This week we got our hands on a car we’ve wanted to drive for a long time – the Jaguar XE SV Project 8. The only problem was, we could only drive it for half an hour. Where many automotive websites would write a full review of the car and not let on that they drove it only for the same amount of time it takes to defrost dinner in the microwave, we believe in total transparency here at YesAuto. That’s why we’re bringing you the five things we learned from our 30 minute spin.
The Jaguar XE SV Project 8 is 300-run special edition based on, you guessed it, the Jaguar XE saloon. As you might expect for a project from JLR’s Special Vehicle Operations division it bears little resemblance to the regular XE, which is why it commanded a £150K price tag when it was released in 2017. It’s fitted with a 5-litre supercharged V8 engine which produces 592bhp, plus there’s a Track Pack which removes the rear seats and fits a roll cage, all of which makes it the most extreme road-going car Jag has ever produced. Make no mistake: this is a track car with some last minute tweaks made to qualify it as road-legal. Here’s what we learned.
We were fully prepared to lose every one of our fillings during our test drive, and we had our appointments books at the chiropractor. But actually the Project 8 isn’t as nearly brittle on the roads as we expected. While the damping is incredibly firm even in Comfort Mode - it’s ready to go racing in all drive modes - it doesn’t crash over bumpy potholes as much as it pogos over them. Sure, you would find it a little tiring to drive long distances every day, but certainly not impossible.

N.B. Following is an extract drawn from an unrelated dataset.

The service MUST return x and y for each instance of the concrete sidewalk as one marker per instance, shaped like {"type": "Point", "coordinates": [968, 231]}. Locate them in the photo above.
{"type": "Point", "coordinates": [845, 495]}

Just like the Jaguar F-Type R which uses the same engine, the Project 8 makes a noise which could make God himself stop what he’s doing and pay attention. Piped though quad titanium exhausts, when the noisy button is engaged this car is probably makes the sweetest noise of anything you can buy for the road.
We recently drove a BMW M2 Competition on Cup 2 tyres. On a wet and cold day. It was frightening. We spent the day trying to persuade the back of the car to not overtake the front, which is what you would expect with so much power on the rear axle and track-orientated tyres. But in the Project 8, with the same tyres, it was a different story. This is mainly down to the fact it uses an intelligent AWD system, but it would be good to know as an owner you can drive it to and from a track day without having to pack multiple rubber. Note: we drove the Project 8 on a dry day.
Even though we were driving on the road we needed to try Track Mode. That dials back the ABS, adds weight to the steering and sharpens up the throttle map. And, of course, knocks off the safety systems. We expected to be scared senseless by it, but the car is so well setup and balanced that it’s incredibly easy to control. We wouldn’t want to have to perform and emergency stop mind you, but we could get a frisson of four wheel drift out of it easily on an empty country road. The fact that it breaks traction so predictably and with so much communication, as well as trims itself back in line the moment you lift off the throttle, means it’s an easy car to drive hard.
While it’s cool to have a car which comes ready-fitted with a roll cage, if we were lucky enough to be buying a Project 8 we wouldn’t go for the Track Pack model. This is supposed to be a super-saloon, and as such it needs to have some room for passengers in the back to scare the life out of in our opinion. The model we drove had the Track Pack so how much difference the weight-saving makes to the car’s behaviour we can’t tell you, but we suspect not enough to make it worth it.